Year to date, at least 13 states have entertained legislation requiring a more critical approach to evolution in the classroom and/or allowing discussion of alternative explanations of the origins of humans, including the supernatural.

Popular opinion

The most recent addition is New York, a true “blue” state, where an Assembly bill was introduced on May 3 requiring schools to teach both evolution and intelligent design.

Intelligent design, which some critics consider an attempt to get around the Supreme Court’s ban on teaching overtly religious creationism, credits an unnamed intelligence or designer for aspects of nature’s complexity yet unexplained by science.

Whether any of this proposed legislation concerning evolution passes, it is evident that many Americans share the thinking behind it, according to poll after poll, including a recent Tribune/WGN-TV poll.

According to a November national Gallup poll, “only about a third of Americans believe that Charles Darwin’s theory of evolution is a scientific theory that has been well supported by the evidence, while just as many say that it is just one of many theories and has not been supported by the evidence.” The rest said they didn’t know.

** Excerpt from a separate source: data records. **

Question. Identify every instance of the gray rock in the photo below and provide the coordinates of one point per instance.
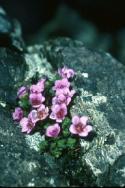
(10, 32)
(100, 83)
(21, 164)
(12, 71)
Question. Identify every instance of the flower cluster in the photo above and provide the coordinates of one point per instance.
(34, 109)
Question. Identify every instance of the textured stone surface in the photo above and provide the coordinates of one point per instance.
(21, 165)
(100, 83)
(10, 32)
(12, 71)
(101, 95)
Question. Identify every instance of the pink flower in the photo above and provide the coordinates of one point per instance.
(80, 126)
(59, 99)
(33, 116)
(63, 96)
(53, 131)
(27, 124)
(36, 99)
(66, 73)
(38, 88)
(22, 91)
(58, 112)
(61, 84)
(40, 114)
(17, 114)
(41, 83)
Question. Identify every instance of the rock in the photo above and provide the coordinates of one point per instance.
(10, 32)
(12, 71)
(79, 29)
(21, 165)
(100, 83)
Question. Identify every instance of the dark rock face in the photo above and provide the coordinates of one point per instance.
(10, 32)
(12, 71)
(102, 97)
(100, 83)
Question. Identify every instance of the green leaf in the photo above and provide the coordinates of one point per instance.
(24, 102)
(66, 123)
(61, 143)
(71, 142)
(43, 145)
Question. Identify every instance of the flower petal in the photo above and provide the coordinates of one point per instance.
(72, 129)
(84, 120)
(75, 120)
(89, 128)
(84, 133)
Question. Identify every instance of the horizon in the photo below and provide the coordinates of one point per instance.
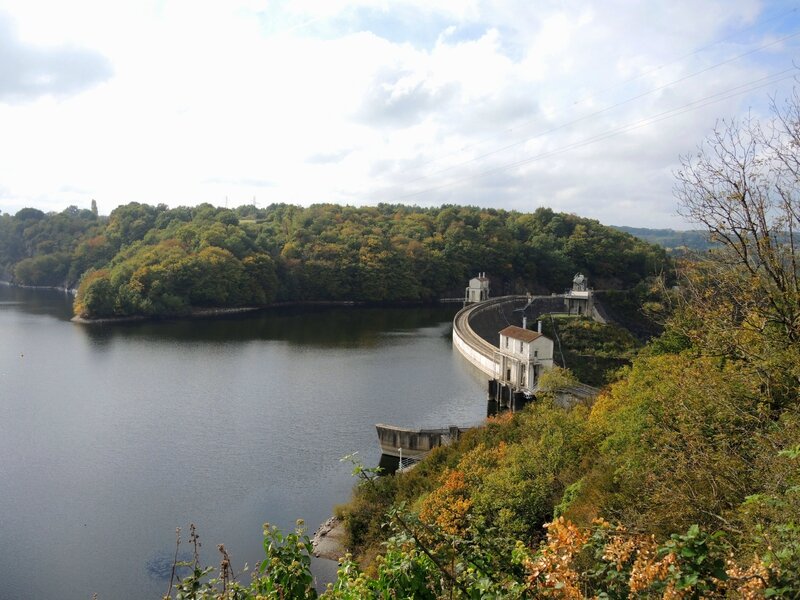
(581, 107)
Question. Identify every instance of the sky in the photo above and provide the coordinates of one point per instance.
(583, 106)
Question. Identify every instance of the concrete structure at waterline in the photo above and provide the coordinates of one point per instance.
(521, 358)
(413, 443)
(579, 300)
(477, 290)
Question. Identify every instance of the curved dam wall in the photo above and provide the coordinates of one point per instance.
(476, 328)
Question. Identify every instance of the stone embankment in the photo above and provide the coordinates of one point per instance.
(328, 540)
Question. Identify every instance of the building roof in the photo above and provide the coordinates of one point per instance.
(518, 333)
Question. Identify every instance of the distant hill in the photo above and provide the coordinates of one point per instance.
(674, 242)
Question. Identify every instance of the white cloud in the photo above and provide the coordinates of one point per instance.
(488, 102)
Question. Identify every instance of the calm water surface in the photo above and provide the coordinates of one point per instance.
(111, 436)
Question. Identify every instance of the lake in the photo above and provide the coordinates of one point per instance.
(111, 436)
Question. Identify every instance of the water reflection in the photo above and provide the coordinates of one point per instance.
(317, 327)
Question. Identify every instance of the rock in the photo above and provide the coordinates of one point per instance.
(328, 540)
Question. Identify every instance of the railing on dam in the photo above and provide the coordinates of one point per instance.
(473, 347)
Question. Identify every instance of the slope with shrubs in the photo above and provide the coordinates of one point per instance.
(682, 480)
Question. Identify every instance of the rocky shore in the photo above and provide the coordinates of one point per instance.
(328, 540)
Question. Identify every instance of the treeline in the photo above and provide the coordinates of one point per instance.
(152, 260)
(675, 242)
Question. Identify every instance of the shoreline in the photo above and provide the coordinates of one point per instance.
(328, 540)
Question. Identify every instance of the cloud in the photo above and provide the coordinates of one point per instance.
(28, 72)
(402, 97)
(325, 158)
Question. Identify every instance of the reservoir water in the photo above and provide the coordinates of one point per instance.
(111, 436)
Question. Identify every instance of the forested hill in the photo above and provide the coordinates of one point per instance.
(675, 242)
(152, 260)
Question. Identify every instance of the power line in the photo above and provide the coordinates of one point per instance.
(724, 95)
(639, 76)
(606, 109)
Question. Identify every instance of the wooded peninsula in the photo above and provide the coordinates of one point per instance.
(680, 480)
(156, 261)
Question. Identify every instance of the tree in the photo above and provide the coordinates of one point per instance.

A CBS News poll taken the same month found that two-thirds of all Americans want creationism taught with evolution. It also indicated that 55 percent of all Americans believe God created humans in their present form and only 13 percent think that humans evolved without divine guidance.

Test case

In September, what promises to be a test case on intelligent design will come to trial in Pennsylvania, where Dover-area schools last fall decided to require that students be made aware of intelligent design and of criticism of Darwin’s theory. Parents have filed a suit against the school board, arguing intelligent design is not science but creationism in disguise.

Proponents of intelligent design assert that there is a scientific rationale to their criticism of evolution. One who testified at the Kansas public hearings is Jonathan Wells. A molecular biologist, Wells also is a senior fellow at the Discovery Institute’s Center for Science and Culture.

“We can infer from evidence that some features of the natural world are best explained by an intelligent cause rather than unguided natural processes. Among the latter would be random mutation and natural selection. They’re factors, but not sufficient to give a full account,” said Wells, in a phone interview.

“I think Darwinism is pseudoscience,” he said.

Supporters of the theory of evolution say the same thing about intelligent design.

“Despite how they want to redefine it, science itself appeals only to natural explanations. It doesn’t say there are no other explanations,” said Harry McDonald, a retired biology teacher and president of Kansas Citizens for Science, a pro-evolution group formed during the fight over standards in 1999.